The line that is normal to the curve $$x^2+3xy-4y^2=0$$ at $(3,3)$ intersects the curve at what other point ?
Using implicit differentiation I got the normal line $y=5x-12$ but now I need to find the other intersecting point. What do I do from here?
On
It is also possible to exploit the fact that the equation $ \ x^2 + 3xy - 4y^2 \ = \ 0 \ $ describes a "degenerate" conic. Since we can factor the (bi-variate) polynomial as $ \ (x - y)·(x + 4y) \ = \ 0 \ \ , $ this "curve" is actually the union of the two lines $ \ y \ = \ x \ $ and $ \ x \ = \ -4y \ $ (or $ \ y \ = \ -\frac14 x \ ) \ . $ [This is seen in user235711131's graph.] The point $ \ (3 \ , \ 3) \ $ is on the line $ \ y \ = \ x \ \ ; $ since the slope of the line is $ \ m \ = \ 1 \ \ , $ the slope of a normal line to a point on this line is $ \ -\frac{1}{m} \ = \ -1 \ \ . $ Hence, the equation of the normal line at the given point is $ \ y - 3 \ = \ (-1)·(x - 3) \ \ $ or $ \ y \ = \ -x + 6 \ $ (as found in many of the other posts and comments).

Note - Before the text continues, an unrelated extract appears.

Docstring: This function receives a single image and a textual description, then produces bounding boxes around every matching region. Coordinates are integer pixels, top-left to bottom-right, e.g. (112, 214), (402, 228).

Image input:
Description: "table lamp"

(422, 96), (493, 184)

Since this line is not parallel to either of the component lines of the degenerate conic, it must intersect each of them. We already have the intersection $ \ (3 \ , \ 3) \ $ on $ \ y \ = \ x \ \ , $ so we want to find the intersection of the normal line with $ \ x \ = \ -4y \ \ . $ We have a choice of ways to do this; one is to solve $$ x \ = \ -4y \ \ \Rightarrow \ \ x \ = \ -4·(-x + 6) \ = \ 4x - 24 \ \ \Rightarrow \ \ 3x \ = \ 24 \ \ \Rightarrow \ \ x \ = \ 8 $$ $$ \Rightarrow \ \ y \ = \ (-8 ) + 6 \ = \ -2 \ \ . $$
Thus, the second intersection point of the chosen normal line with the degenerate conic is at $ \ (8 \ , \ -2) \ \ $ (as also seen in the posted graph).
$$x^2+3xy-4y^2=0$$ Differentiate: $$2x+3y+3xy'-8yy'=0$$ At $(3,3)$ the slope for the tangent line is: $$15=15y' \implies y'=1$$ $$y=x$$ The normal line is therefore: $$y=-x+b$$ With $(x,y)=(3,3) \implies b=6$ $$y=-x+6$$
Plug this in the original equation to get the intersection points: $$x^2+3xy-4y^2=0$$ $$x^2+3x(-x+6)-4(-x+6)^2=0$$ Solve for x the equation.